According to OSHA, nearly 5,000 people were killed on the job last year. This works out to approximately 13 deaths every day of the week.
When it comes to dangerous work environments, construction is at the top of the list. In 2014, 20 percent of worker deaths were in construction.
OSHA understands that many types of accidents can occur, with the “Fatal Four” needing the most attention. These accidents include:
— Struck by object
— Caught in or caught between
For example, approximately 40 percent of total deaths in the construction industry in 2014 were from falls. This is followed by 8.5 percent caused by electrocutions, 8.4 percent struck by object, and 1.4 percent for caught in/between accidents.

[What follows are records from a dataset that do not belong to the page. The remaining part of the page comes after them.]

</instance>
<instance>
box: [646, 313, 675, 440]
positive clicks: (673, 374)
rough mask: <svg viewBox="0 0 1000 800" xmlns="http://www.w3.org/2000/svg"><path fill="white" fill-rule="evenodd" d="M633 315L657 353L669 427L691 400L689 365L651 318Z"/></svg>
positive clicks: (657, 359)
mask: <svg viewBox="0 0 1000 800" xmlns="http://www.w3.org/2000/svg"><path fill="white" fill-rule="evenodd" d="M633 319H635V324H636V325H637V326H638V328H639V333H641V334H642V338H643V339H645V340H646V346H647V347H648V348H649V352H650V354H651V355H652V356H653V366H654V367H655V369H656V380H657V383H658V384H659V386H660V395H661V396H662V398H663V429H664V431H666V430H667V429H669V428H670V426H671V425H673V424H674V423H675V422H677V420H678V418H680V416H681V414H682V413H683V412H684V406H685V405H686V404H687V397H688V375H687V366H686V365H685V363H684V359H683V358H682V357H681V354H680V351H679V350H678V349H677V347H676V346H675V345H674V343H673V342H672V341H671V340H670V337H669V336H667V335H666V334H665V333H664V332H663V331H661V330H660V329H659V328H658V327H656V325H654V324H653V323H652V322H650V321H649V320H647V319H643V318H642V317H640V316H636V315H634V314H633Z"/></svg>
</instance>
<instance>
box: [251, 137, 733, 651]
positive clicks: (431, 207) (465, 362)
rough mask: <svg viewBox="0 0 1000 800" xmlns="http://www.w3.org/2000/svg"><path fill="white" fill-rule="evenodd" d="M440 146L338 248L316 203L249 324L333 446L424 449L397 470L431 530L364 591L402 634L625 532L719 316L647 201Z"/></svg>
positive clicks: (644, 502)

It is good to know that OSHA understands the seriousness of these types of accidents. But here is the problem: It is difficult to reduce the number of accidents that occur within the construction industry, among others.
Federal and state agencies, along with employers and employees, should work together to promote the safest possible work environment. This is easier said than done, but any progress is better than none at all.
It only takes one mistake in the workplace to seriously injury or kill a worker. At that point, the company is then turned upside down for quite some time.